Each week, as I go to rehearsals, I’m always astonished at the lines of cars waiting ten or twenty minutes just to get off an expressway in afternoon rush hour traffic. Just think of the stress and precious time that’s expended daily. I’m so glad I’ve been spared that.
As for the packed subway trains at that hour? It’s a fascinating study in humanity, but for me it borders on claustrophobia plus. Somehow, I’ve survived those, uh, assaults of moving from one station to another. Nowadays I can walk to downtown.

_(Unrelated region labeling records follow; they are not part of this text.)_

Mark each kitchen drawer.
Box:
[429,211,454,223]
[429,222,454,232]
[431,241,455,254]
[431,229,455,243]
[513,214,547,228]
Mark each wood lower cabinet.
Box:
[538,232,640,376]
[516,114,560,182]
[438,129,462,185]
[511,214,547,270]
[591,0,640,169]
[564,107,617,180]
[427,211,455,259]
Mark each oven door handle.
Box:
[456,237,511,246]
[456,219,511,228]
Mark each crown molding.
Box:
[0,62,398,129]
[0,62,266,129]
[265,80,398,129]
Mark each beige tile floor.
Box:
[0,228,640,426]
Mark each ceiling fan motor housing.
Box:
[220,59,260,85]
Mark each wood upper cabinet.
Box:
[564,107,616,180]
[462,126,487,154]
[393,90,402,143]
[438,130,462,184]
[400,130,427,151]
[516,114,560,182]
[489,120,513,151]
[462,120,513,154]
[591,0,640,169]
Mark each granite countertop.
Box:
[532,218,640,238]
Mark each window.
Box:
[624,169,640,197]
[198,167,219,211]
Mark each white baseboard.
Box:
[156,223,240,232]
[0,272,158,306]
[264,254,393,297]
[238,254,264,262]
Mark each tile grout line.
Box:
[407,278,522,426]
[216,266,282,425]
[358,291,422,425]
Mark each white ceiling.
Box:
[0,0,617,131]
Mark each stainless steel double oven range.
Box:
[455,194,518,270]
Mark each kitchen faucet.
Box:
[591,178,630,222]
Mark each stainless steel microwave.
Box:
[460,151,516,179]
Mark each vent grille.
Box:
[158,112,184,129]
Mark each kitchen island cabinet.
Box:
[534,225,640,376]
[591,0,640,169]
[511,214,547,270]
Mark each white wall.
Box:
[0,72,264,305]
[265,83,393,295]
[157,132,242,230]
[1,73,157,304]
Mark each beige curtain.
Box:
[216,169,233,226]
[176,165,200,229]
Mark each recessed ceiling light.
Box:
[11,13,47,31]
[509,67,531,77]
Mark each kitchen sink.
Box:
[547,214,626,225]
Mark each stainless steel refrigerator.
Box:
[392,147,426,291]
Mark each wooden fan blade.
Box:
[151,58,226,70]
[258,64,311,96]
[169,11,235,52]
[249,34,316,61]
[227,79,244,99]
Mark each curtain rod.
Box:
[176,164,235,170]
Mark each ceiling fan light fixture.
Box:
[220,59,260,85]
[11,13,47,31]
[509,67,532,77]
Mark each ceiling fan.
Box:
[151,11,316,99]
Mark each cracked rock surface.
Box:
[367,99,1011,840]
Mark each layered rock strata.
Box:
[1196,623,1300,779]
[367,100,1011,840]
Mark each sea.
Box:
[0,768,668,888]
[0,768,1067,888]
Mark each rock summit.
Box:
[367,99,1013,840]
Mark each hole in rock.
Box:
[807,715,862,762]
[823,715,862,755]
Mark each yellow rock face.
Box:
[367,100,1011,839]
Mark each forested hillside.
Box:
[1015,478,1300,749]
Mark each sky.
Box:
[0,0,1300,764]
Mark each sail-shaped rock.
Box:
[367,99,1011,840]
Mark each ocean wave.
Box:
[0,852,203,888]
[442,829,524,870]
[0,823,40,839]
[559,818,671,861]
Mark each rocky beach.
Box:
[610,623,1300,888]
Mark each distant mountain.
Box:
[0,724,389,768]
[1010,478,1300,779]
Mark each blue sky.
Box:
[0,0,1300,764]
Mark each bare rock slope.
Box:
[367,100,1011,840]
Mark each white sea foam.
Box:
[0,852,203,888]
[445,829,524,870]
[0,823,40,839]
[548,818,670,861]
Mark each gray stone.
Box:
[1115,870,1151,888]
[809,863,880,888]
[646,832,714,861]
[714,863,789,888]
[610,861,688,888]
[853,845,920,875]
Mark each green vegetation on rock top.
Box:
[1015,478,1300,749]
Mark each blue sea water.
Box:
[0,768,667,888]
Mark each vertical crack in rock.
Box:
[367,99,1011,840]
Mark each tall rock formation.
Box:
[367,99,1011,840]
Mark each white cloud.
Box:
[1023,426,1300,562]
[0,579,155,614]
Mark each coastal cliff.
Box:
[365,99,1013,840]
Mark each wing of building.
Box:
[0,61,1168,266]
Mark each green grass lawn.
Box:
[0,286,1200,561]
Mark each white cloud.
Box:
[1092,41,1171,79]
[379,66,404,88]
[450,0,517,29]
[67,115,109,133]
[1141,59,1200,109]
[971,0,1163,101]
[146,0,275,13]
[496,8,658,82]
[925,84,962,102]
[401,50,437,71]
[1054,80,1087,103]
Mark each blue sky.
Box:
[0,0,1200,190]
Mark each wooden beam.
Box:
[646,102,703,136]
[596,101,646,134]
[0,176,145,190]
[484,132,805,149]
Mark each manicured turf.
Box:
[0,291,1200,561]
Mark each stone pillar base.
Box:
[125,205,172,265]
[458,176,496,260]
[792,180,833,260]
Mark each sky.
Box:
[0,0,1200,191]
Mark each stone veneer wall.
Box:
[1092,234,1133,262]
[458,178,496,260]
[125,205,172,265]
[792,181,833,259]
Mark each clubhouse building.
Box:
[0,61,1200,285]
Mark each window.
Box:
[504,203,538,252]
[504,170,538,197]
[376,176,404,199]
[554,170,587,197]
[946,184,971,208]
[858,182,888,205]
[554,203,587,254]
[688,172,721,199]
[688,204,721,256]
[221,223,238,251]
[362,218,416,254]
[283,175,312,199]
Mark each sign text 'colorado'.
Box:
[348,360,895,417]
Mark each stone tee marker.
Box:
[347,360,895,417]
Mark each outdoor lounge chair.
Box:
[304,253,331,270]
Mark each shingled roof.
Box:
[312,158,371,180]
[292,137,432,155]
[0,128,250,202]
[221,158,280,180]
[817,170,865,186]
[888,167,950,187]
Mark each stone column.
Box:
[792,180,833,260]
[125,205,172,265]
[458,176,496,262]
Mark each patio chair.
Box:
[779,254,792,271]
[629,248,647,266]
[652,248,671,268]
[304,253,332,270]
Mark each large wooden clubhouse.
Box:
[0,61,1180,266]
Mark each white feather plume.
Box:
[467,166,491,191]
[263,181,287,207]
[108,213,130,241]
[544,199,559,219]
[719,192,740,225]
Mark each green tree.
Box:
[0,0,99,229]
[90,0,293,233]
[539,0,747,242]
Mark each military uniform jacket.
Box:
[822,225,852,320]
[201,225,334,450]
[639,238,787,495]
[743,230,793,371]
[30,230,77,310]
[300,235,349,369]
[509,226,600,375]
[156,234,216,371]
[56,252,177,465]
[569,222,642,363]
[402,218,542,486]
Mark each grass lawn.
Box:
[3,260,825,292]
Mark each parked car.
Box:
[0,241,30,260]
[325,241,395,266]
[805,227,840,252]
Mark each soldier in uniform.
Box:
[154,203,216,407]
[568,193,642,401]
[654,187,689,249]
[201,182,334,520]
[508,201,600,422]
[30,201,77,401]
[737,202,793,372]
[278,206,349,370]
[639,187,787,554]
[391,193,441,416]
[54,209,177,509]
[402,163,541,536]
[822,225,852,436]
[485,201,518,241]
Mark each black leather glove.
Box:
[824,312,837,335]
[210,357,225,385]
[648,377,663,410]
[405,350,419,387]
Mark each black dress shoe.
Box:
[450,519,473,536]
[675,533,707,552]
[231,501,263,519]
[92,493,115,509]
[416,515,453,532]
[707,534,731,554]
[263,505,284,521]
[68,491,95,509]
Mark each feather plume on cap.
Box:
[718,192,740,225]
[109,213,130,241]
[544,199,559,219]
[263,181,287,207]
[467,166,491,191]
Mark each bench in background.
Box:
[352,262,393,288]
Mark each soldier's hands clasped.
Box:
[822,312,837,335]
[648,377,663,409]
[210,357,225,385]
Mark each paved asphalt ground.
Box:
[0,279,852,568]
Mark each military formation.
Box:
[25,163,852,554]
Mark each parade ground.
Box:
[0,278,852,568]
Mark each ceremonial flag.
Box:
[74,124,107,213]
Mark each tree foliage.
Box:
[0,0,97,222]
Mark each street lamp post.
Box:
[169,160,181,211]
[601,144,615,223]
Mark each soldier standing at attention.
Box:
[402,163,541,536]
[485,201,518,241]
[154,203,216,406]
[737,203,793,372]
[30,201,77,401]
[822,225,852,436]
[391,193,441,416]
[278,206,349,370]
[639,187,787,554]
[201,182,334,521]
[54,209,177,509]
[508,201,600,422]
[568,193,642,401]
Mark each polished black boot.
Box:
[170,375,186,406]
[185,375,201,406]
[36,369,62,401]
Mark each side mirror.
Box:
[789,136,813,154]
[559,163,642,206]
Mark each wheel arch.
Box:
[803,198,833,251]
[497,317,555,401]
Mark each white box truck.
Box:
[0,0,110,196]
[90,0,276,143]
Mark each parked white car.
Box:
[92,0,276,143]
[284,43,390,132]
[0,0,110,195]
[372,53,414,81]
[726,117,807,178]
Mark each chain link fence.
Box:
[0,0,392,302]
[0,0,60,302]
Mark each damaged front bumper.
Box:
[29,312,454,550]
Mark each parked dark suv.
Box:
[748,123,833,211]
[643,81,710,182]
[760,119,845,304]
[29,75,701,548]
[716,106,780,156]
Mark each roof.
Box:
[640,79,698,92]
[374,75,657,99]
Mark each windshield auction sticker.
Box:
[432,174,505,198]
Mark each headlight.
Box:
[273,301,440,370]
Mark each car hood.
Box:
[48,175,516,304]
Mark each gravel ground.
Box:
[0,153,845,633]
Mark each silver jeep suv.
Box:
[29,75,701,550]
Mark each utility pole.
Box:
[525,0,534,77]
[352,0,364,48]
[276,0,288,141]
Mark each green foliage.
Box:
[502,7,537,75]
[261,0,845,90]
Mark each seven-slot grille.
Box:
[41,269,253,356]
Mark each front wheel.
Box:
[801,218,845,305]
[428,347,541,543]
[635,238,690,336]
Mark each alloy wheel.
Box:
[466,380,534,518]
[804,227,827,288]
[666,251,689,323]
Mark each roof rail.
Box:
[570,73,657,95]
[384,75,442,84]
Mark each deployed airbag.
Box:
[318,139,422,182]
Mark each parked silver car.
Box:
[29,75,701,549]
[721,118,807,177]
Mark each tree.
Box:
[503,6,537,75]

My novel Subway Visions stands as an emblem of my relationship to a big city. Like Kenzie, I once thought I’d be living and working in cosmopolitan circles. I came close once, in Detroit – hardly my ideal, then or now. As for Baltimore, I was largely out on the road during the week and, when that ceased, I hunkered down in a self-awarded sabbatical. So events ultimately led me in other directions.
I do enjoy our trips into Boston and, these days, other New England cities. But candidly, I also relish returning home to our small historic mill town of 30,000, free of so much kinetic energy in the air. How else do you think I find time to write?